= Recruitment advertising =

Recruitment advertising, also known as recruitment communications and recruitment agency, includes all communications used by an organization to attract talent to work within it. Recruitment advertisements may be the first impression of a company for many job seekers. In turn, the strength of employer branding in job postings can directly impact interest in job openings.

Recruitment advertisements typically have a uniform layout per HRXML standards and may contain the following elements:
- the job title heading and location
- an explanatory paragraph describing the company, including the employer branding
- a job description
- entry qualifications
- the remuneration package (not always provided by the employer)
- further details and from where application forms may be sought

When faced with hiring many roles, corporate employers have many channels and options to choose from. The employer may:
- Deploy job distribution efforts to free and or paid sources
- Increase promotion of the employer brand
- Deploy search engine optimization (SEO) efforts for employer career sites and jobs
- Increase social media outreach
- Retain a search firm
- Partner with a contingency search firm
- Retain a recruitment process outsourcing organization
- Use a candidate fulfillment service
- Retain a recruitment advertising agency
- Retain a specialist interactive recruitment advertising agency
- Leverage old media to advertise their openings (print, radio and television)
- Leverage job boards
- Leverage new media
- Invest in additional internal resources

Each of these channels has its benefits and many firms will use a mix of some or all of the above options.

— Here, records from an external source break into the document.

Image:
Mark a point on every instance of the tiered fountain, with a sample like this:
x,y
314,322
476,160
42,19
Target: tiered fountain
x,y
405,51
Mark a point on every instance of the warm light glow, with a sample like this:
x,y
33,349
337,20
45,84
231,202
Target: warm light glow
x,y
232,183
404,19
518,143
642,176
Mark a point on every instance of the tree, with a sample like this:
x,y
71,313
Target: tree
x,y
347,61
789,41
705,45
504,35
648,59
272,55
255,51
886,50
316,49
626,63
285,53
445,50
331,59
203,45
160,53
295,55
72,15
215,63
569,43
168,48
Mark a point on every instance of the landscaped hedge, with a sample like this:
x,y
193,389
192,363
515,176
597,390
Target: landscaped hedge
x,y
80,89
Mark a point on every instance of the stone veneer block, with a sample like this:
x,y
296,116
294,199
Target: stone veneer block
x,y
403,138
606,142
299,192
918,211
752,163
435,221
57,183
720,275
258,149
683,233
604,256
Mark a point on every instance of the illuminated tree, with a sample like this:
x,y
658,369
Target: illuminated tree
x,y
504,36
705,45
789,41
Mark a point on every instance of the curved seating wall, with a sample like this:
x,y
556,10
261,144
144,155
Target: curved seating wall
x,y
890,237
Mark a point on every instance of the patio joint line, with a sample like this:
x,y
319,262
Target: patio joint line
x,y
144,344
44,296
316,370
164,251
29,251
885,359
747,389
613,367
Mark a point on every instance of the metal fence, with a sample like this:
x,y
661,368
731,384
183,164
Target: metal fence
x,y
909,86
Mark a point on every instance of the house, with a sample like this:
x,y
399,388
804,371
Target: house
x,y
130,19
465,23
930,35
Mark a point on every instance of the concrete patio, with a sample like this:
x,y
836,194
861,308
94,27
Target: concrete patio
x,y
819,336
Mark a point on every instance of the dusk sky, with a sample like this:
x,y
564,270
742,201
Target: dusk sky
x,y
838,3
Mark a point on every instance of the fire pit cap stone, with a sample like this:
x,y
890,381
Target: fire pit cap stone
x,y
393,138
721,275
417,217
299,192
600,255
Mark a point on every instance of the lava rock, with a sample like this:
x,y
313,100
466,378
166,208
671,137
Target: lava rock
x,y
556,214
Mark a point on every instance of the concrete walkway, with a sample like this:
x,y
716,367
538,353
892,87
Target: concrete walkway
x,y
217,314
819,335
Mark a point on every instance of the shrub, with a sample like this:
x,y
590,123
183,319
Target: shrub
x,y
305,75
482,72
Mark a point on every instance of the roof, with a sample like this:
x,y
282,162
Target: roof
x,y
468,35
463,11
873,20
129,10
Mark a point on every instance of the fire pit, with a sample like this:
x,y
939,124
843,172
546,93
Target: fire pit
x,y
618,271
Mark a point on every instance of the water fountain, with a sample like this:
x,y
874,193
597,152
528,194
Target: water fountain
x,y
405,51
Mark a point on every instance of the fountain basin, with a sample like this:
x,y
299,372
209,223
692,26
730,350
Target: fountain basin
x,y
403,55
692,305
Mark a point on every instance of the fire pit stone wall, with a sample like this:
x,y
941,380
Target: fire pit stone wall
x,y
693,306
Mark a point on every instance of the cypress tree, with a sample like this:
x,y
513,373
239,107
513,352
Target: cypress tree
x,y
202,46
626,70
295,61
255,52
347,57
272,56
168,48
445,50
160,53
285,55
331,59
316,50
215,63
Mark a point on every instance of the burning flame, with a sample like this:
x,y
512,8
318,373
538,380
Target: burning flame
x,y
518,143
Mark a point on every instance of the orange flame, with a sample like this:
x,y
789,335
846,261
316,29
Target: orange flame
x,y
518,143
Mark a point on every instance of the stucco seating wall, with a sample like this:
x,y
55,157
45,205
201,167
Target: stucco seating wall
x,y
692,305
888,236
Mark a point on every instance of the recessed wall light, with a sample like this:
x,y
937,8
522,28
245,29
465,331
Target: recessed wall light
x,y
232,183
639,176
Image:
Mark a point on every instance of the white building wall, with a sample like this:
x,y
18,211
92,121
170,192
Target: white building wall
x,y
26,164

The use of a specialist recruitment advertising agency enables organizations to receive professional advice on media, design and copywriting specifically related to the recruitment process. This may enable employer's advertisements to stand out in relevant publications to build their employer brand. Employer advertisers are also now able to use microsites to post job content, allowing job postings to be more creative with minimal copy, although it is a common understanding by search engine optimization firms that detailed, relevant content is necessary for successful optimization efforts. Recruitment advertising has now developed into a specialty service where most leading organizations hire agencies for their expertise.

The methodologies for recruiting talent are evolving. For example, sites have been developed for freelancers to bid on advertised jobs. These sites are normally free to join, but the agency will take between 10% and 25% of applicants' earnings.